Is this accurate?
Is this able to use CPU (similar to llama.cpp)?
No chance of running this on P40s any time soon?
Hey he finally gets some recognition.
Can you offload layers with this like GGUF?
I don’t have much VRAM / RAM so even when running a 7B I have to partially offload layers.
God I cant wait until we’re past the command line era of this stuff
I’m the opposite. I shun everything LLM that isn’t command line when I can. Everything has it’s place. When dealing with media, GUI is the way to go. But when dealing with text, command line is fine. I don’t need animated pop up bubbles.
I’m the author of this article, thank you for posting it! If you don’t want to use Medium, here’s the link to the article on my blog: https://mlabonne.github.io/blog/posts/ExLlamaV2_The_Fastest_Library_to_Run%C2%A0LLMs.html
I’m a little surprised by the mention of
chatcode.py
which was merged intochat.py
almost two months ago. Also it doesn’t really require flash-attn-2 to run “properly”, it just runs a little better that way. But it’s perfectly usable without it.Great article, though. thanks. :)
Thanks for your excellent library!
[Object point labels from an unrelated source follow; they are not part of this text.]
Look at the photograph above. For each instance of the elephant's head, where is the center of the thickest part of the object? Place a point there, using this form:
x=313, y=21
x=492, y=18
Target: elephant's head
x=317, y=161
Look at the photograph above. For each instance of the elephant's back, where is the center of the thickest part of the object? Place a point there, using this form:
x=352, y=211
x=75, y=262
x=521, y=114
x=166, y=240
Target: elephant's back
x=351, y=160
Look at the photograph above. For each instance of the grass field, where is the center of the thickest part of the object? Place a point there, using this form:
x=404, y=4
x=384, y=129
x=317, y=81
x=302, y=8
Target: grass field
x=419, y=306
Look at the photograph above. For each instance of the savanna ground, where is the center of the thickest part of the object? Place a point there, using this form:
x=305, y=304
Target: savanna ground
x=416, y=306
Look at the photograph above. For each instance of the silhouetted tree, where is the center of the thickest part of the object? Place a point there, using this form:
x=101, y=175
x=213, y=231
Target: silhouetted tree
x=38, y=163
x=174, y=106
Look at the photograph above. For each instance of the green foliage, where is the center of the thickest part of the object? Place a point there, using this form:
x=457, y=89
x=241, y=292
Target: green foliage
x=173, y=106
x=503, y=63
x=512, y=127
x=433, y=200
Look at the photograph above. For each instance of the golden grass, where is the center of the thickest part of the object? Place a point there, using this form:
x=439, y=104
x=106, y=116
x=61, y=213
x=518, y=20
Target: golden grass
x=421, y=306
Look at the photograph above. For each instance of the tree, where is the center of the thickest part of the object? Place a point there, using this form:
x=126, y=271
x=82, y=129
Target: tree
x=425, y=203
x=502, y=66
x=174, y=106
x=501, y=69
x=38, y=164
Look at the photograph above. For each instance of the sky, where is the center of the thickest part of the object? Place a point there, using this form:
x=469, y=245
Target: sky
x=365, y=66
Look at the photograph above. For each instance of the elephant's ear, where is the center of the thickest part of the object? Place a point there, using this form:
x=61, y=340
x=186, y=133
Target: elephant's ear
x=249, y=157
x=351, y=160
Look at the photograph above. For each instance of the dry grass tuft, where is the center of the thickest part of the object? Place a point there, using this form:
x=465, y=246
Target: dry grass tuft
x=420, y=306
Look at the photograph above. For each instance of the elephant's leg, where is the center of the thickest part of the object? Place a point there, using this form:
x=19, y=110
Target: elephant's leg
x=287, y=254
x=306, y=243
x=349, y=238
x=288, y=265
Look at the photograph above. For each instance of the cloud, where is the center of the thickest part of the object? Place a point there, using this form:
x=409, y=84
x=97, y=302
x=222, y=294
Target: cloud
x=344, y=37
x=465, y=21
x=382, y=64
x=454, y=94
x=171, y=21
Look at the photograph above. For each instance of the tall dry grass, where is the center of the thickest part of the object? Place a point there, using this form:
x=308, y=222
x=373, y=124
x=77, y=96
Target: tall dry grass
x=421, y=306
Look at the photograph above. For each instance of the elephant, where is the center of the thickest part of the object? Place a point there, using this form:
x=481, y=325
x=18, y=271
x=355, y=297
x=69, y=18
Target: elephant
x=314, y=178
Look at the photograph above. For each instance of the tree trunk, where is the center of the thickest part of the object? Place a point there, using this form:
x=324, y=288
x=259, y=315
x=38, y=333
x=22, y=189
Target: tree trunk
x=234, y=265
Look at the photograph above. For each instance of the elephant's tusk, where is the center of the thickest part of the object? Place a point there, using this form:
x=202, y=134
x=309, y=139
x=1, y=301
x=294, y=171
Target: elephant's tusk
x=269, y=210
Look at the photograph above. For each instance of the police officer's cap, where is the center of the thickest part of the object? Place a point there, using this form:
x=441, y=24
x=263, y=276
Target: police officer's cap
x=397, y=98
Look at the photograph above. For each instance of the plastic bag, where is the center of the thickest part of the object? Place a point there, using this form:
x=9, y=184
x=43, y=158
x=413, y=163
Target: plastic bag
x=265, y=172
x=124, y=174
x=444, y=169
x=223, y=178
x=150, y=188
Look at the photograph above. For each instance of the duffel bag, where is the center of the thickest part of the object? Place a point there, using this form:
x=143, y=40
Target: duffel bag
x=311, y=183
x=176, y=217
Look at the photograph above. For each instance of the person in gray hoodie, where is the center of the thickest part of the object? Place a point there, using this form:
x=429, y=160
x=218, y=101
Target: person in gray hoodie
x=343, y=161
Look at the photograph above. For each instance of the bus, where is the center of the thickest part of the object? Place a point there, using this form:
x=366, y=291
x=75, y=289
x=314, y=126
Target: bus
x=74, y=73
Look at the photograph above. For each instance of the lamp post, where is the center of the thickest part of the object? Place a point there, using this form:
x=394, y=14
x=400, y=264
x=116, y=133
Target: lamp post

It makes sense because I started writing this article about two months ago (
chatcode.py
is still mentioned in theREADME.md
by the way). I had a very low throughput using ExLlamaV2 without flash-attn-2. Do you know if it’s still the case? I updated these two points, thanks for your feedback.
I wish there was support for metal with ExLlamav2. :(
I’ve tested pretty much all of the available quantization methods and I prefer exllamav2 for everything I run on GPU, it’s fast and gives high quality results. If anyone wants to experiment with some different calibration parquets, I’ve taken a portion of the PIPPA data and converted it into various prompt formats, along with a portion of the synthia instruction/response pairs that I’ve also converted into different prompt formats. I’ve only tested them on OpenHermes, but they did make coherent models that all produce different generation output from the same prompt.
In my experience it’s the fastest and llama.cpp is the slowest.
I think ExLlama (and ExLlamaV2) is great and EXL2’s ability to quantize to arbitrary bpw, and its incredibly fast prefill processing I think generally makes it the best real-world choice for modern consumer GPUs, however, from testing on my workstations (5950X CPU and 3090/4090 GPUs) llama.cpp actually edges out ExLlamaV2 for inference speed (w/ a q4_0 beating out a 3.0bpw even) so I don’t think it’s quite so cut and dry.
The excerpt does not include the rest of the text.